シスター・メアリーも、毎日、規則正しい生活を送っていました。定期的に楽しいことをして、習慣にできれば、ずっと続けられます。続けることで効果が出てくるのです。

もうひとつ、料理をすることも効果があります。

料理をしてみるとわかりますが、いろいろな作業を併行して進めなければいけません。食材を切りながらみそ汁の鍋を火にかけ、炒め物の準備をすると同時に、冷凍食品を電子レンジで解凍するなど、頭と体をめまぐるしく働かせることになります。

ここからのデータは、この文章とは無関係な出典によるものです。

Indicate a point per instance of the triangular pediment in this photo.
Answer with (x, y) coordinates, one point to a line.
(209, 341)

献立も、毎日同じでは飽きてきます。違うものを食べたくなりますから、自然に工夫するようになります。料理をするためには、食材を買いに行くでしょう。店内を歩き、品物を選ぶだけで、頭と体を使います。日々の生活のなかで、自然に認知機能を高めることができるのです。

「脳トレ」をやるならカラオケに行こう

反対に、ほとんど無意味なものがあります。

脳機能を落とさないためにと「数独」「100マス計算」など、「脳トレ(脳力トレーニング)」本を開いているおトシヨリを見かけますが、認知機能の低下予防には、あまり効果はありません。

和田秀樹『90代になっても輝いている人がやっているトシヨリ手引き』(毎日新聞出版)

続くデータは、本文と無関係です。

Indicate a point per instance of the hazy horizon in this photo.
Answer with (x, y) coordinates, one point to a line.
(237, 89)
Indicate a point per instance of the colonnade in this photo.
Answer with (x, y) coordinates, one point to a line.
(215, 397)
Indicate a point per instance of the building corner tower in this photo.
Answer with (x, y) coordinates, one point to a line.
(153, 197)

たしかに、毎日「数独」や「100マス計算」を繰り返しやれば、練習した課題のテストの点数は上がっていきます。しかし、同じ人に、別の認知機能テストをさせてみると、まったく点数が上がらないのです。腕の筋肉を鍛えても脚の筋肉がつかないのと同じことです。

実際に、欧米の調査研究で、「脳トレ」をいくらやっても、ほかの認知機能にはまったく波及しないことが、実証されています。与えられた課題のトレーニングになるだけで、脳の認知機能はなにも変わらなかったということです。

「脳トレ」をするよりも、カラオケで歌ったり料理をしたりと、日常生活で行うことを楽しく続けるほうが、よほど効果があるということです。